3. Supporting users with a Personal Recovery and Development Program. This is to train mental health professional of how to work with service users for them to build partnerships and to discover the whole person in themselves and to move forward in their life.

4. Knowledge of community systems, good practice services nationally and internationally. Networking with people and organization internationally to improve information and people exchange and research opportunities for new solutions. Mental health in inner large cities collaboration and twinning initiatives.

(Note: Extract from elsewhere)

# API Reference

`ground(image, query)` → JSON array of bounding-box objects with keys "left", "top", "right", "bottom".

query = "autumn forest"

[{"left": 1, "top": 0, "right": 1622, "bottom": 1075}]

Over the last 20 years much has been achieved in moving away from the isolated institutions of the 19th century to a more community focused service. As can been seen there has been an array and abundance of policy and legislation that together sets a clear strategic direction. Some of the individual policies, their objectives and services have been implemented; however there has been major difficulty in bringing together all the policy intentions and implementing these in a cohesive and holistic way at local level. The next big challenge and need for a clear vision is to work with and build a community system with local community organizations to meet the broad and diverse needs of service users. This is particularly important in the ever changing mosaic of life in large cities cross the world. Skills and technologies in community development work in a whole system context is required and to move away from mental health professionals looking inwards within and trapped in a mental illness service that has the danger of perpetuating institutional thought and practice, not giving opportunity to improve the social inclusion for users. A suggestion could be to develop a "Twinning Collaboration" between a few major cities in Europe to exchange good practices, develop new initiatives, provide action research to overcome the many challenges that exist, using the "Whole Life Whole System" approach.